Mehr als 120.000 dieser Getriebe baute ZF von 1966 bis 1995, doch im Falle eines Defektes kann nicht jedes Exemplar als Teileträger herhalten. Zu vielfältig sind die Zahnradpaarungen an Eingang und Allradabtrieb sowie im Differenzial und in den Achstrichtern.
Anschluss verloren
Die Kehrseite jener in der DDR gepflegten Gleichteile-Philosophie ist ebensowenig zu übersehen: Fehlende Weiterentwicklung ließ die einst weltweit wegweisende Konstruktion sukzessive den Anschluss verlieren. Die Evolution zur ab 1983/84 erhältlichen ZT-320-Serie konnte daran nur wenig ändern. Ein zusätzlicher Gang im Getriebe, eine komfortablere Kabine und größere Reifen waren willkommene Fortschritte, doch die westliche Industrie war uneinholbar enteilt.
Großschlepper vom Format des ZT leisteten hier zwischen 150 und 200 PS, 100 PS hatte bereits manch vergleichsweise handlicher Vertreter der oberen Mittelklasse unter der Haube. Effizientere Motoren, Lastschaltungen ohne Freilauf, Vorderachsen mit überlegenem Lenkeinschlag und eine dem ZT zumindest gleichwertige Hydraulik gehörten hier mittlerweile zum Standard.
Nicht umsonst hatte Deutz seine großen 06er bereits 1978 durch die DX-Serie abgelöst, mit der nicht zuletzt in puncto Komfort ein neues Zeitalter anbrach. So war das Produktionsende des ZT direkt nach der Wende unausweichlich – er war mit der Öffnung des Marktes praktisch unverkäuflich geworden.
Preis des Fortschritts
Deutz plagten derweil andere Probleme: Schwer ausrottbare Kinderkrankheiten der DX-Getriebe kratzten am einst nicht zuletzt durch die Serie 06 begründeten Image der Unverwundbarkeit. So bleibt ein zwiespältiger Eindruck: Bis in die 1970er-Jahre herrschte in Sachen Technik und Fahrkomfort weitgehend Gleichstand. Danach verlor der Osten langsam den Anschluss, während der technische Fortschritt im Westen bisweilen unerwünschte Nebenwirkungen mit sich brachte.

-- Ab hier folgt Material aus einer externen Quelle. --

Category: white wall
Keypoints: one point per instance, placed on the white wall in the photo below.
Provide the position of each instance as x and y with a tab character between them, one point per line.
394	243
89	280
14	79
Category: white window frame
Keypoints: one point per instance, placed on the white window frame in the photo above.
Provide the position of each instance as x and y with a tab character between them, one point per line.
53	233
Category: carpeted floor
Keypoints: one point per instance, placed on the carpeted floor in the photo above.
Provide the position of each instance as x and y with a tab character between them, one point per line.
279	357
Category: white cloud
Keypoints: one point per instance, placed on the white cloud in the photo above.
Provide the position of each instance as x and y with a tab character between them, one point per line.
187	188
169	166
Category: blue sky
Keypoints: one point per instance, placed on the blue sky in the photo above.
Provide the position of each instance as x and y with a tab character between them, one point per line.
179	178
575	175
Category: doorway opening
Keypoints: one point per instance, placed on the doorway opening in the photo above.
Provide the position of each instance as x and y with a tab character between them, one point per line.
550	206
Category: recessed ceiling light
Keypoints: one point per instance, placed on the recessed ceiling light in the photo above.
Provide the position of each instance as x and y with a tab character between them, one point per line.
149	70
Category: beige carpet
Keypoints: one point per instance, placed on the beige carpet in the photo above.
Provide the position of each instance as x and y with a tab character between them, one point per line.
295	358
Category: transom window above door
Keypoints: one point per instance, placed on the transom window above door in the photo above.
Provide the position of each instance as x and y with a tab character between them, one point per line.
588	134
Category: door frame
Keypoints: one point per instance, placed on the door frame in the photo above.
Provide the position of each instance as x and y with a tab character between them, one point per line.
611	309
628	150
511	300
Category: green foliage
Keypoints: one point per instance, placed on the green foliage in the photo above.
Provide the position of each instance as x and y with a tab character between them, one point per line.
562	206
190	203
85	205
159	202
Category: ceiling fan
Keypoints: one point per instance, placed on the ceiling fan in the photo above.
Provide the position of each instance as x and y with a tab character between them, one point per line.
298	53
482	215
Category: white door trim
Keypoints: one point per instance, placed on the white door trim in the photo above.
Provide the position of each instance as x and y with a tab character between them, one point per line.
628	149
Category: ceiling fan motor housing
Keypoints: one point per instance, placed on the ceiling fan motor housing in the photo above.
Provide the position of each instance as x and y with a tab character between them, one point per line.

Heute erfreuen sich beide hier vorgestellten Kandidaten aus gutem Grund einer treuen Anhängerschaft. Der eine lieferte einst den Beweis, zu welchen Leistungen die Konstrukteure im real existierenden Sozialismus in der Lage sind, wenn man ihnen weitgehend „freie Hand“ lässt. Der andere zeigt auf wohltuende Weise, wie unkompliziert und übersichtlich ein Großschlepper der 1970er-Jahre aufgebaut sein kann, mit dem man noch heute vortrefflich arbeiten kann.